Venezuela: la Rivoluzione resiste e avanza!

Fosco Giannini, direttore di “Cumpanis”, incontra il colonnello Irving Guilarte Figueroa, già ufficiale dell’Aeronautica militare del Venezuela, già direttore della Scuola di Intelligence del Sebin (Servizio Bolivariano di Intelligence) e attualmente funzionario della Sicurezza dello Stato venezuelano.

traduzione a cura di Nunzia Augeri

D. Caro compagno colonnello, vorrei iniziare con questa domanda che, credo, contenga in sé molte delle questioni che oggi caratterizzano la fase venezuelana e persino internazionale. Il 23 gennaio del 2019 un giovane venezuelano rampante e aggressivo, Juan Guaidó, si presenta su tutti i grandi media internazionali come il nuovo presidente ad interim del Venezuela, nel tentativo di rovesciare Maduro e spegnere la rivoluzione bolivariana. Per lunghi mesi le televisioni e i giornali dell’intero occidentale capitalistico rilanciano questa come una delle notizie centrali, nella speranza che davvero Guaidó possa vincere e scalzare Maduro. Poi, pian piano, Guaidó esce di scena, scompare. Che cosa è accaduto a Guaidó, cosa è accaduto a quel grande tentativo imperialista di abbattere la rivoluzione chavista?

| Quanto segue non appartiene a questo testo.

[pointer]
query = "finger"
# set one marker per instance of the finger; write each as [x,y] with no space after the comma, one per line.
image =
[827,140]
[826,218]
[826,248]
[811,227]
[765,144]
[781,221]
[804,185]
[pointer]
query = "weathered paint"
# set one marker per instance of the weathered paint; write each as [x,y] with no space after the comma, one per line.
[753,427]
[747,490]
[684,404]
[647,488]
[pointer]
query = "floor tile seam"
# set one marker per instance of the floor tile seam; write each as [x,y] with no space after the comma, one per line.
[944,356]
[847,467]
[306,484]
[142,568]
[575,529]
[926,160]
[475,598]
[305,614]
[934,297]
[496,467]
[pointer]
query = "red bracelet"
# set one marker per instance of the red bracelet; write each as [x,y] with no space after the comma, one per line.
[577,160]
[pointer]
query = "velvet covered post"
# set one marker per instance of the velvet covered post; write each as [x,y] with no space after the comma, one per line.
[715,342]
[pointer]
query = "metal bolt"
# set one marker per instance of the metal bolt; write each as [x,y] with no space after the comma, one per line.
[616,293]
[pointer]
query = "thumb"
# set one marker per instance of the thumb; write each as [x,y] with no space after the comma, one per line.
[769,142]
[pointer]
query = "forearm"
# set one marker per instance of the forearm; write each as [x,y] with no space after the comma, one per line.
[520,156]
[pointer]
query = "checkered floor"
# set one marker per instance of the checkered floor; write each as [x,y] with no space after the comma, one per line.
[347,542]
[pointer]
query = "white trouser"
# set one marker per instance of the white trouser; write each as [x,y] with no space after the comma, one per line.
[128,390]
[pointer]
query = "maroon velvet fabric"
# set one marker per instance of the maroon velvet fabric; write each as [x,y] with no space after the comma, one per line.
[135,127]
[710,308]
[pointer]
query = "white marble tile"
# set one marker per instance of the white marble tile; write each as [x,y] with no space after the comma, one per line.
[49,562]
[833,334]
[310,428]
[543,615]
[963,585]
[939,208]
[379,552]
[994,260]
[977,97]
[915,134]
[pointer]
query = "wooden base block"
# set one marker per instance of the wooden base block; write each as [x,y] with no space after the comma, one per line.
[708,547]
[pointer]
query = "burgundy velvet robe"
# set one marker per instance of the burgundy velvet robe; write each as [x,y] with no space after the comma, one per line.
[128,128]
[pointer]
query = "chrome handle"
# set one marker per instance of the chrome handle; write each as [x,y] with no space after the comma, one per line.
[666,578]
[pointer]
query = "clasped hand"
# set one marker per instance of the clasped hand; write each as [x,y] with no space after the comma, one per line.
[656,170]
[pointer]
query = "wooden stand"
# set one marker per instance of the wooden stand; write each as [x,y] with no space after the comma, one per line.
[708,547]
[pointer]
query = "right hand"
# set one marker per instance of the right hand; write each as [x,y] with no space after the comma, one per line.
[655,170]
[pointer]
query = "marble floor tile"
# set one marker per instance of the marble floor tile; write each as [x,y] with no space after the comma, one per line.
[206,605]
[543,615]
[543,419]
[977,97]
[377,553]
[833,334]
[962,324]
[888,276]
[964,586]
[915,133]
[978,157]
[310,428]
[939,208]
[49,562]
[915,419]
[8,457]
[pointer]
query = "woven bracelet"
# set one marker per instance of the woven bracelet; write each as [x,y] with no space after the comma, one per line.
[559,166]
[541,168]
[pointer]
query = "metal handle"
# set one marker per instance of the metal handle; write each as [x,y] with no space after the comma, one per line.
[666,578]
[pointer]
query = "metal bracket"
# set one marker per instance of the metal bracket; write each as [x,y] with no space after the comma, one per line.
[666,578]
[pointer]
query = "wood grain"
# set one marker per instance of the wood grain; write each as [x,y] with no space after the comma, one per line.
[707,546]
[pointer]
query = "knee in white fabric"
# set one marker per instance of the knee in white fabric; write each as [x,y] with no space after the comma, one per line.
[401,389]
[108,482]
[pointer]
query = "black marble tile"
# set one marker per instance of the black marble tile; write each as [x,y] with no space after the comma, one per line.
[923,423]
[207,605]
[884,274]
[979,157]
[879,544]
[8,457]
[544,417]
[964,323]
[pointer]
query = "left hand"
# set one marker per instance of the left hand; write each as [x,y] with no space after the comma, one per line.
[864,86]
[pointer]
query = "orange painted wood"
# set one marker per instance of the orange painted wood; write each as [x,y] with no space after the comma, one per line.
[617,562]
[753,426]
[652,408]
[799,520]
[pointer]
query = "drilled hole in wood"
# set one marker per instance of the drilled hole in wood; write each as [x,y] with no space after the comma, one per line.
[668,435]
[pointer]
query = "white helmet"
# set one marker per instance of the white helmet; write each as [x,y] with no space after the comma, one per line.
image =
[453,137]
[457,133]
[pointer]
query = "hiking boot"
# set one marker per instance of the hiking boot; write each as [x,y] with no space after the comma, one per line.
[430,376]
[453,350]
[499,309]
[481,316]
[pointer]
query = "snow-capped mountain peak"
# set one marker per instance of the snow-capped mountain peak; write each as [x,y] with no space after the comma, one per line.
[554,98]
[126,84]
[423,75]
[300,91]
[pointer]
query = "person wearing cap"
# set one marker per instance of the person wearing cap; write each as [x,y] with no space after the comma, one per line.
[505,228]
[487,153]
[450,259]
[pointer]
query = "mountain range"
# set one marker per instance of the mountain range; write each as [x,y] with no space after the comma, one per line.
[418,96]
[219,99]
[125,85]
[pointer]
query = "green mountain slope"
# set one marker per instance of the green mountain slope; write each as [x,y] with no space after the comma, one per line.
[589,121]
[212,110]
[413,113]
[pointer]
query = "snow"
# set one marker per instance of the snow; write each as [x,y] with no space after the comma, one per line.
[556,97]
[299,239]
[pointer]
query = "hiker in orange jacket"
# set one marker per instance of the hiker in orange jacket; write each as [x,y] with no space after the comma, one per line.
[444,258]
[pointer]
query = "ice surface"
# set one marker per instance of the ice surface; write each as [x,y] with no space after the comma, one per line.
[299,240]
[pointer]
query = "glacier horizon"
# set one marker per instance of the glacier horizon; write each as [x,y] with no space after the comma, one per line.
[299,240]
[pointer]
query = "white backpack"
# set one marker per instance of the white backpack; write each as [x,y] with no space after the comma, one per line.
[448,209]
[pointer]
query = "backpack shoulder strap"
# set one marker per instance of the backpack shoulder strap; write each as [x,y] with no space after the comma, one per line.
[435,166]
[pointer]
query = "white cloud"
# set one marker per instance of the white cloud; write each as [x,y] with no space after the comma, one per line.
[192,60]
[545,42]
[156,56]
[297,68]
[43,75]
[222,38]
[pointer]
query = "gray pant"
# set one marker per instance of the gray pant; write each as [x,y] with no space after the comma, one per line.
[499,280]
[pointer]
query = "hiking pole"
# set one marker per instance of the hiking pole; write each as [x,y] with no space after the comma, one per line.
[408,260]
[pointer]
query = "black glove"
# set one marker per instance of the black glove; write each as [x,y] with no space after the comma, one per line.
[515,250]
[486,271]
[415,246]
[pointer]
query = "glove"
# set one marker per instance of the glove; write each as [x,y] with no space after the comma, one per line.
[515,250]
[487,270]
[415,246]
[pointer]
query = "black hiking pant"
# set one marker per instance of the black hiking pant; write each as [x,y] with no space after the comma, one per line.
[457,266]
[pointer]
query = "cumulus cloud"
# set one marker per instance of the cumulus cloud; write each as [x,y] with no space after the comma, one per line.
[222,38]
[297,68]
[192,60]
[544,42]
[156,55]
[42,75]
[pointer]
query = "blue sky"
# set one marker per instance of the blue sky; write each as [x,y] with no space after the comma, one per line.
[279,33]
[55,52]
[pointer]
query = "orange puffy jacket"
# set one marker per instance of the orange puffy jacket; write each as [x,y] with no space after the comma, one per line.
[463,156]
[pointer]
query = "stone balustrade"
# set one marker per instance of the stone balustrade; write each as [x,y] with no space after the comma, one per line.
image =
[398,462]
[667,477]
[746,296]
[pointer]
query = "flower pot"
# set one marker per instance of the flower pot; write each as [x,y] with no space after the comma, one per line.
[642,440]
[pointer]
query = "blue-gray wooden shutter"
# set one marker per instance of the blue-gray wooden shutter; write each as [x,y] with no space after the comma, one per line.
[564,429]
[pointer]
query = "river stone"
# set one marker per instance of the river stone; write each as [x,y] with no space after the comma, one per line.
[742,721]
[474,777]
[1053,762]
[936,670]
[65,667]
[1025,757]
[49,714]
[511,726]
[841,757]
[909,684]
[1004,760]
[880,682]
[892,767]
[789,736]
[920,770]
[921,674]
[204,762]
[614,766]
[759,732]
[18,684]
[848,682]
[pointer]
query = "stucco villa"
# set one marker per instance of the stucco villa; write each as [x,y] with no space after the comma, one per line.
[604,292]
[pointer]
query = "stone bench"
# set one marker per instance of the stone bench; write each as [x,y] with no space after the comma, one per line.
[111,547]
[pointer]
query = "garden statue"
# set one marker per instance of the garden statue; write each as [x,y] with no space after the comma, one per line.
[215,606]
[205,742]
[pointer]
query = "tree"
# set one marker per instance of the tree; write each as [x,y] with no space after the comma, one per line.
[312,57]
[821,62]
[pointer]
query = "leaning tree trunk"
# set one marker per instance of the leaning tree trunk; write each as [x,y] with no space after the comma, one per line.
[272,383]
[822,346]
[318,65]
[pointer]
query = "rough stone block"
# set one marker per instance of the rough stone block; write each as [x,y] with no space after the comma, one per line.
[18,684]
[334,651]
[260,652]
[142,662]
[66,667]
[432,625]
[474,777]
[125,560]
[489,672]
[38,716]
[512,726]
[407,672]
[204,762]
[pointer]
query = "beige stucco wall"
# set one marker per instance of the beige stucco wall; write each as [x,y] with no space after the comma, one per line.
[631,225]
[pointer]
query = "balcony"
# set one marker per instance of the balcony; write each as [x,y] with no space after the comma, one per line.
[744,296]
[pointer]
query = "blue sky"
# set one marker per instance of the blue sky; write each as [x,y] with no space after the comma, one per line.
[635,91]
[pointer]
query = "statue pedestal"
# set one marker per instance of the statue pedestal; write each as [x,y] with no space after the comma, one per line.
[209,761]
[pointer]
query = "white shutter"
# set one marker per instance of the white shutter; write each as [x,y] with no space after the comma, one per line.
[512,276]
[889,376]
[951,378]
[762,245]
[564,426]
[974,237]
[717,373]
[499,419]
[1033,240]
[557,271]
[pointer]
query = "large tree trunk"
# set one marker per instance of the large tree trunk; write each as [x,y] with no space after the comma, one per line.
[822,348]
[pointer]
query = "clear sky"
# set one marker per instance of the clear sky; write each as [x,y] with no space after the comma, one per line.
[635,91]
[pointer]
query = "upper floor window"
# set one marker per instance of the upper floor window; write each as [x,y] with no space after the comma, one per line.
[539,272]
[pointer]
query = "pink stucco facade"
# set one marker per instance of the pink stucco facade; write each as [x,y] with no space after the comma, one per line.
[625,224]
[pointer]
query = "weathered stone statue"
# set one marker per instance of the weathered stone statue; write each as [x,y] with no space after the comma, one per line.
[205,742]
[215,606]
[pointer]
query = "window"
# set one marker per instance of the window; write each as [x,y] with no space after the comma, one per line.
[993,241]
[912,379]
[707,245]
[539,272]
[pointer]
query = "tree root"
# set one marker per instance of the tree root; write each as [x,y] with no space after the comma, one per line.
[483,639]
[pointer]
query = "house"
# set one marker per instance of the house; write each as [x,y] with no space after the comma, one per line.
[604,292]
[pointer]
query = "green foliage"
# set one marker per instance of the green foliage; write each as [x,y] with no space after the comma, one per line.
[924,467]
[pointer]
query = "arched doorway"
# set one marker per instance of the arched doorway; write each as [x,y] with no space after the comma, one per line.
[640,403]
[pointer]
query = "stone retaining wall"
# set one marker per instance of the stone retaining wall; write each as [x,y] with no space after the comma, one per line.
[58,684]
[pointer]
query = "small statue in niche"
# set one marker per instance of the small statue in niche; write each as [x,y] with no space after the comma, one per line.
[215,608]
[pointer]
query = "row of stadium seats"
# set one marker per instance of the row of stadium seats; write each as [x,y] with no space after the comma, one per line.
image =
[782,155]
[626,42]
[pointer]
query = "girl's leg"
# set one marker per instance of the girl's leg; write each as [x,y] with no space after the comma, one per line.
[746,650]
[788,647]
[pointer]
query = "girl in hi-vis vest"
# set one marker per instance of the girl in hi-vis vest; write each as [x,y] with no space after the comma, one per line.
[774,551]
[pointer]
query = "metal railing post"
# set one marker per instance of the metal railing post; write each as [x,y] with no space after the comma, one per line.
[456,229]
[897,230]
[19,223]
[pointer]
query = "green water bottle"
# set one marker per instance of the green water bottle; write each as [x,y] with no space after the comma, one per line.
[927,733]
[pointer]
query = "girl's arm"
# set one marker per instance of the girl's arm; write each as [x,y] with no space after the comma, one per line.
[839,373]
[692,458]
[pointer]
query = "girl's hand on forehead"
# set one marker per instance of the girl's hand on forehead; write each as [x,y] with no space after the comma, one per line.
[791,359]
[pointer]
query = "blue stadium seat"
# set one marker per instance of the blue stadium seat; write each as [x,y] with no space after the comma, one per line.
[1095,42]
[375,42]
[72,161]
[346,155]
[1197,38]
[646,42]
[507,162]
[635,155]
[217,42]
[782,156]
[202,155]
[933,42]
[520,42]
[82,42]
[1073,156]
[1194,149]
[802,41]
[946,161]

R. Il 23 gennaio 2019 il deputato Juan Guaidó evocò un grande progetto controrivoluzionario che ebbe l’appoggio immediato degli Stati Uniti e di altri 54 paesi, suscitando speranza anche fra i venezuelani reazionari, ma il progetto si disintegrò nel giro di pochi mesi per effetto di due avvenimenti: il fatto del 23 febbraio 2019, quando si cercò di far passare a forza un aiuto umanitario, con un risultato disastroso e con la successiva scoperta di fatti di corruzione collegati a tale aiuto. Poi ci sono state le dichiarazioni di Humberto Calderón Berti, suo rappresentante a Bogotà, circa l’opacità nel maneggio dei fondi destinati all’aiuto. Subito dopo Calderón Berti abbandonò le sue funzioni di rappresentante, facendo sorgere un’opinione negativa sulla gestione dei fondi da parte di Guaidó. Più tardi, il 30 aprile 2019, si tentò di organizzare un colpo di Stato, che peraltro non ebbe seguito: fu un fatto mediatico, venne annunciato presso una pompa di benzina su un’autostrada, non ci fu alcuna azione militare e in poche ore tutto rientrò nella normalità. E questo fu il secondo fallimento. Le manifestazioni convocate da Juan Guaidó furono, perciò, sempre meno frequentate e il suo costante appello all’intervento degli Stati Uniti provocò lo scontento di gruppi importanti dell’opposizione, che ritenevano che la soluzione dovesse essere interna al Venezuela e non venire da fuori. D’altra parte, Guaidó aveva anche sottovalutato la capacità del chavismo in Venezuela, che continua ad essere una forza politica sempre pronta a scendere sul campo di battaglia. Tutto questo ha provocato una perdita di credibilità; il suo programma, “Fine dell’usurpazione, governo di transizione e libere elezioni”, non ha avuto neppure un inizio di attuazione. Malgrado tutto, Juan Guaidó continua a svolgere un ruolo importante nella politica venezuelana perché gode dell’appoggio degli Stati Uniti e di vari paesi.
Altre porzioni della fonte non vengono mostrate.